# L2: Image captioning app 🖼️📝

Load your HF API key and relevant Python libraries

In [1]:
import os
import io
import IPython.display
from PIL import Image
import base64 
from dotenv import load_dotenv, find_dotenv
_ = load_dotenv(find_dotenv()) # read local .env file
hf_api_key = os.environ['HF_API_KEY']

In [2]:
# Helper functions
import requests, json

#Image-to-text endpoint
def get_completion(inputs, parameters=None, ENDPOINT_URL=os.environ['HF_API_ITT_BASE']):
    headers = {
      "Authorization": f"Bearer {hf_api_key}",
      "Content-Type": "application/json"
    }
    data = { "inputs": inputs }
    if parameters is not None:
        data.update({"parameters": parameters})
    response = requests.request("POST",
                                ENDPOINT_URL,
                                headers=headers,
                                data=json.dumps(data))
    return json.loads(response.content.decode("utf-8"))

## Building an image captioning app 

Here we'll be using an [Inference Endpoint](https://huggingface.co/inference-endpoints) for `Salesforce/blip-image-captioning-base` a 14M parameter captioning model.

The free images are available on: https://free-images.com/

In [3]:
image_url = "https://free-images.com/sm/9596/dog_animal_greyhound_983023.jpg"
display(IPython.display.Image(url=image_url))
get_completion(image_url)

[{'generated_text': 'there is a dog wearing a santa hat and scarf'}]

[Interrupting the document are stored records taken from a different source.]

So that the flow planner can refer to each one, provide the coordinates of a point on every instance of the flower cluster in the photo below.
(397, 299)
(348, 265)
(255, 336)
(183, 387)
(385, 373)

## Captioning with `gr.Interface()`

#### gr.Image()
- The `type` parameter is the format that the `fn` function expects to receive as its input.  If `type` is `numpy` or `pil`, `gr.Image()` will convert the uploaded file to this format before sending it to the `fn` function.
- If `type` is `filepath`, `gr.Image()` will temporarily store the image and provide a string path to that image location as input to the `fn` function.

In [4]:
import gradio as gr 

def image_to_base64_str(pil_image):
    byte_arr = io.BytesIO()
    pil_image.save(byte_arr, format='PNG')
    byte_arr = byte_arr.getvalue()
    return str(base64.b64encode(byte_arr).decode('utf-8'))

def captioner(image):
    base64_image = image_to_base64_str(image)
    result = get_completion(base64_image)
    return result[0]['generated_text']

gr.close_all()
demo = gr.Interface(fn=captioner,
                    inputs=[gr.Image(label="Upload image", type="pil")],
                    outputs=[gr.Textbox(label="Caption")],
                    title="Image Captioning with BLIP",
                    description="Caption any image using the BLIP model",
                    allow_flagging="never",
                    examples=["christmas_dog.jpeg", "bird_flight.jpeg", "cow.jpeg"])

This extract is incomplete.